EL LAZO LIBANÉS |
En nuestra sociedad, como todo el mundo sabe, el principal objetivo es trabajar, ganarse un dinerillo (cuanto más mejor) y poder llegar a final de mes holgadamente, sin que nuestras cuentas estén en rojo, ya que en caso contrario tendremos que echar mano de la tarjeta de crédito.

Ahí quiero llegar, a la TARJETA DE CRÉDITO.
Desde hace un tiempo tenemos por nuestro municipio una banda de personas, al parecer procedentes de los países del este, que se dedican a hacer un uso fraudulento de las tarjetas de crédito ajenas, que sin darnos cuenta les habremos entregado y chuparán nuestros ahorros como los vampiros chupan la sangre.

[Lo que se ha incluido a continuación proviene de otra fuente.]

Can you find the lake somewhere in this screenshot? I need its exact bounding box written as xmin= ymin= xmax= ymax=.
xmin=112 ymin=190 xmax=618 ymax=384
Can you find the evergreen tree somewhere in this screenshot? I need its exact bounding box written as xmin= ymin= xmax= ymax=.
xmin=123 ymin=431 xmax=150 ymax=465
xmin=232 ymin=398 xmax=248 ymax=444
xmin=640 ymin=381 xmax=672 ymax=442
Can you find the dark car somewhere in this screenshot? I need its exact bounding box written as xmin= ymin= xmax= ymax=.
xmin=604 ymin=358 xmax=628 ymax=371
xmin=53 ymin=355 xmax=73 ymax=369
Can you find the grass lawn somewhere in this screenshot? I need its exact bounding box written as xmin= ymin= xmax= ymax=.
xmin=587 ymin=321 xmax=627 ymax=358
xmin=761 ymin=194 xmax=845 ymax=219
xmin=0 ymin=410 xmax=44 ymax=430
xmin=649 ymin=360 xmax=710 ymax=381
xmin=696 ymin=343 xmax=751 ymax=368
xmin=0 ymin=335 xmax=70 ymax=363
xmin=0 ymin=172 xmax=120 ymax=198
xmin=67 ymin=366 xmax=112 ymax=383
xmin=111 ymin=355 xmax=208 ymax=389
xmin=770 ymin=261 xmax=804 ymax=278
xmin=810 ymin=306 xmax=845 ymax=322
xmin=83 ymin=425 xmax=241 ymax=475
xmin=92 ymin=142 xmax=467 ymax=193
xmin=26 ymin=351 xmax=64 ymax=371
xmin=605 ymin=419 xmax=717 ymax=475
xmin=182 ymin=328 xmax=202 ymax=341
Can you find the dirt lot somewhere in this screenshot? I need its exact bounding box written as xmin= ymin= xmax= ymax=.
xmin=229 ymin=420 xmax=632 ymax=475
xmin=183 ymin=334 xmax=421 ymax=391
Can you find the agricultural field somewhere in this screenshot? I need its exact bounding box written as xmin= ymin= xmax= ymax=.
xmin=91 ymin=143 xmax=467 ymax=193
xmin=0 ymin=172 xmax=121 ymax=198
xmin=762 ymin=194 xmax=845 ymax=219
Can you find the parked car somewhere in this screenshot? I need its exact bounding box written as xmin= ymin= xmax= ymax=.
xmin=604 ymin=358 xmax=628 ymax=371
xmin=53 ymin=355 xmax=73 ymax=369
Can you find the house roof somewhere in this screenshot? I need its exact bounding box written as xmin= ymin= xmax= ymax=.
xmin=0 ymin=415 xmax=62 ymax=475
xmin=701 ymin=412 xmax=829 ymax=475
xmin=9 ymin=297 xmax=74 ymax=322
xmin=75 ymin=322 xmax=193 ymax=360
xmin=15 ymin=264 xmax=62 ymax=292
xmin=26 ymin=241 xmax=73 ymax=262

Pues bien, hace unas semanas se consiguió detener y poner a disposición judicial a dos personas que se dedicaban al timo del LAZO LIBANES, y que pasaré a explicar en que consiste y el "modus operandi" de este timo, para que abramos bien los ojos y no nos ocurra a nosotros.

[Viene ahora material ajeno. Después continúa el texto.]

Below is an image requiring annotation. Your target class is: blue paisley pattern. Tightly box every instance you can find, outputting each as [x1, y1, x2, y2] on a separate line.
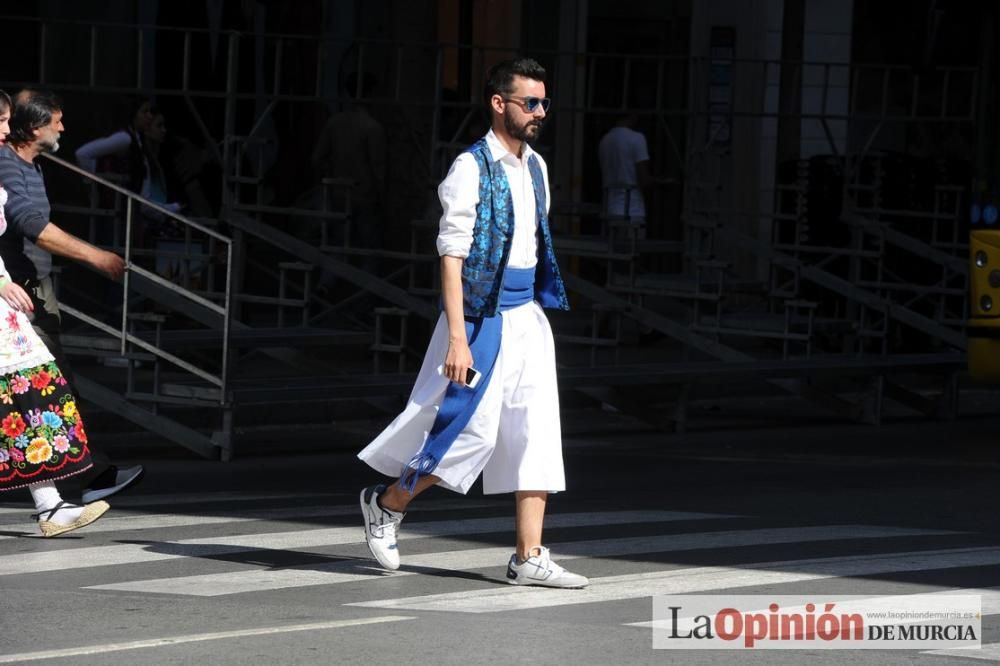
[462, 138, 569, 317]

1. Los timadores se fabrican un plástico con unas determinadas dimensiones y con una ranura en el centro, a la vez que pegan un trozo de cinta de video en su parte posterior, también de unas dimensiones concretas.
2. Pegan el citado plástico sobrepuesto a la ranura que utilizamos para introducir nuestra tarjeta de crédito en el cajero automático. A simple vista parece que el plástico colocado es propio del cajero automático.
3. Los inteligentes esperan muy cerca del cajero esperando a que algún cliente pique el anzuelo e introduzca su tarjeta. El cliente, enseguida se percata de que algo no funciona muy bien, empezando a pulsar los botones del teclado o la pantalla táctil, pero no saca ni dinero ni la tarjeta.
4. En este preciso momento, el "pícaro o pícaros", ya se han colocado detrás del cliente y muy amablemente le ofrecen su ayuda como si entendieran mucho y !vaya si entienden!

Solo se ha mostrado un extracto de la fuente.